Using Mobile Technology to Promote HIV Self-Testing

By Dr. Nickolas Zaller 

Dr. Nickolas Zaller is an Associate Professor in the Department of Health Behavior and Health Education and Director of the Office of Global Health at the University of Arkansas for Medical Sciences. On November 7th he was in Nashville and gave a talk at the Vanderbilt Institute for Global Health weekly Grand Rounds.

Dr. Zaller’s talk focused on mHealth to promote HIV self-testing among men who have sex with men (MSM) in Hefei, Anhui Province, China. Interestingly, HIV started in China primarily with unsafe practices surrounding rural blood donations for money. Currently, HIV risk is highest among MSM in China with rates growing compared to other high-risk populations such as sex workers. This is compounded by low rates of HIV testing among MSM.

It is in this context that Dr. Zaller and his team hope to develop a mobile platform to promote self-testing among MSM as a potentially scalable model applicable in other locations. He sees this as breaking the cycle in which the stigma of even going to a testing site combined with the fear of a positive result prevent men from getting tested. By offering self-testing at home, there is no stigma associated with going to a testing location and the barrier to entry is lower.

The natural tradeoff that comes with self-testing is the inability to counsel patients during a clinic visit. Dr. Zaller hopes to preempt this with a mobile education platform to improve HIV knowledge. Taking into account local context, this platform will be built through WeChat. While not very common in the United States, WeChat is the most common messaging platform in the world, and 25% of adult Internet users report using it. It is also by far the most common in the region.

The ultimate goal is to push educational information directly to users’ phones to both promote testing and improve HIV knowledge in this high-risk group. Dr. Zaller plans to complete a randomized controlled trial among men over 18 who self-identify as MSM with some receiving the messages and others not. Testing rates as well as other metrics—such as high-risk behavior—will be compared between the two groups. Once the content has been refined, it is potentially scalable to other cities and contexts.
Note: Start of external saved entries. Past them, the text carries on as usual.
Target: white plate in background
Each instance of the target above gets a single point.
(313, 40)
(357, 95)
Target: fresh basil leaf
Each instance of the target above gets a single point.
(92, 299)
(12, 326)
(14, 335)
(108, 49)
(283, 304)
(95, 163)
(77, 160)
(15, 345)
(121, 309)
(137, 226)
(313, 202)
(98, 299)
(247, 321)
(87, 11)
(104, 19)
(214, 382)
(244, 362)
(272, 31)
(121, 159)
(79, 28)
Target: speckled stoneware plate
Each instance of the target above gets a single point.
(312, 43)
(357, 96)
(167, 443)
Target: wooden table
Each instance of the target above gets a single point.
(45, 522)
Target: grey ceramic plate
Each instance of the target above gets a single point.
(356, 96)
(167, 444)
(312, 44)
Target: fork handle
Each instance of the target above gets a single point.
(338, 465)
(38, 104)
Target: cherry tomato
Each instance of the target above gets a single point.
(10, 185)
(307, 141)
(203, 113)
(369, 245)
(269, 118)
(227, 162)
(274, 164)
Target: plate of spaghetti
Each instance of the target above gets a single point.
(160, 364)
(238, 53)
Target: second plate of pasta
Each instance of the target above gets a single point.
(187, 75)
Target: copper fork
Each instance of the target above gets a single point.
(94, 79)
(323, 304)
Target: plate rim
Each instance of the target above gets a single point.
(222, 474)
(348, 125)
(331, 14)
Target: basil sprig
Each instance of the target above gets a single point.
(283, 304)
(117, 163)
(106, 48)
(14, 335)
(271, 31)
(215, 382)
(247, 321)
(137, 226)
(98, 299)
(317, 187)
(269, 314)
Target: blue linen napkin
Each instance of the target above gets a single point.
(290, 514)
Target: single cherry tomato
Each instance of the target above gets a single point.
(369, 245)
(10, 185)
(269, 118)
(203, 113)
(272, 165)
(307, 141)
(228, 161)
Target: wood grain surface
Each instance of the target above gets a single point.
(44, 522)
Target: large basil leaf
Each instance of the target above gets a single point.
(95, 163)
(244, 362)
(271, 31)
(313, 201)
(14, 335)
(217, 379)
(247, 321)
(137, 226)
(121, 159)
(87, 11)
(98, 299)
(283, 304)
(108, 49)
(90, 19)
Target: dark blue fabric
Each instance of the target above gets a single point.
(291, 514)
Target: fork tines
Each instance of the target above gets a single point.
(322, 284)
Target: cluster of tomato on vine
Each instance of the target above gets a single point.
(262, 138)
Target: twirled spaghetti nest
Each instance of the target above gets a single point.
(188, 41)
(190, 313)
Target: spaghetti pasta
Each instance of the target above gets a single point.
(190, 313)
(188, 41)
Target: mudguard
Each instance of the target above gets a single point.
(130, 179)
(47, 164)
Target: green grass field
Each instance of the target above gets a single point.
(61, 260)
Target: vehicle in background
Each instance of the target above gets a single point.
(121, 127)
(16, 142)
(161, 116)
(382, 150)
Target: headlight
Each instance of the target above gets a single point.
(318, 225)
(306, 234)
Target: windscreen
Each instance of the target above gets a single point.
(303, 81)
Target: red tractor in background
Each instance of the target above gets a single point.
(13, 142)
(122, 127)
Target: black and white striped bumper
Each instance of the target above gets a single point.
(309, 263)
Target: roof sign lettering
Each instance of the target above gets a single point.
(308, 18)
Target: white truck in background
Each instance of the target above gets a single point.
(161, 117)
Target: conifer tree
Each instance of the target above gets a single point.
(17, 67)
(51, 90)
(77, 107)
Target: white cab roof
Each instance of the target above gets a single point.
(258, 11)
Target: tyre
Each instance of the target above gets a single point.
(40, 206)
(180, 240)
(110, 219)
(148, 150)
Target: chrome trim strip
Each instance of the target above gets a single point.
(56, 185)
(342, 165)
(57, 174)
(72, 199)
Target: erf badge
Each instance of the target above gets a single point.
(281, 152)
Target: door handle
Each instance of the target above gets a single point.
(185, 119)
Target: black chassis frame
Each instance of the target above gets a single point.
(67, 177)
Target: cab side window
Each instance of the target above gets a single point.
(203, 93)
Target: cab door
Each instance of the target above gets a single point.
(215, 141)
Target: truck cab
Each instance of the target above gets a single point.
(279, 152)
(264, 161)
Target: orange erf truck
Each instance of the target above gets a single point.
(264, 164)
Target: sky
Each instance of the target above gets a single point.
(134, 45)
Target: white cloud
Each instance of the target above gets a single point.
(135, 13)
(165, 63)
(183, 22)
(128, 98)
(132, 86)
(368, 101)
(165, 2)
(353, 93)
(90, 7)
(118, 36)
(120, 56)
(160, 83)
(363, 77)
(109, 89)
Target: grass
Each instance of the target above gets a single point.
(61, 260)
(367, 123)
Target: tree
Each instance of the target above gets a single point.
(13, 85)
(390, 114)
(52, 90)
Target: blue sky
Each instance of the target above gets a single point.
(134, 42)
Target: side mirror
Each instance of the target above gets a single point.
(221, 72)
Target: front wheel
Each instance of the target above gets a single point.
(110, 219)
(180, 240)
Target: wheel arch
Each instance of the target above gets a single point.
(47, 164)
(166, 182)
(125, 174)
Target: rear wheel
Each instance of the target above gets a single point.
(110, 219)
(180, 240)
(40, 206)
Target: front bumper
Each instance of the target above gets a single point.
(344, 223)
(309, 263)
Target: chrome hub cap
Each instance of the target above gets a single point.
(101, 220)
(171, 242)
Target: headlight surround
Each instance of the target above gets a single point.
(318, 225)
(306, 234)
The group has already performed qualitative interviews with potential participants to begin getting feedback on self-testing and the learning platform. People generally thought the test was easy and reported that it afforded improved privacy over going to a testing center. Participants were concerned about the accuracy of home testing and stated there was an inherent loss of privacy in physically purchasing the test. While they acknowledged the potential to buy tests online, they had less faith in these tests because of the potential for fakes. For the learning platform, they emphasized the need for a mix of both formal educational materials and fresh content to keep people interested. They also emphasized the need for privacy when content is pushed to a person’s phone to make sure others would not see it.

In summary, Dr. Zaller and his team aim to improve testing coverage among MSM in a scalable model using a mobile learning platform and self-testing.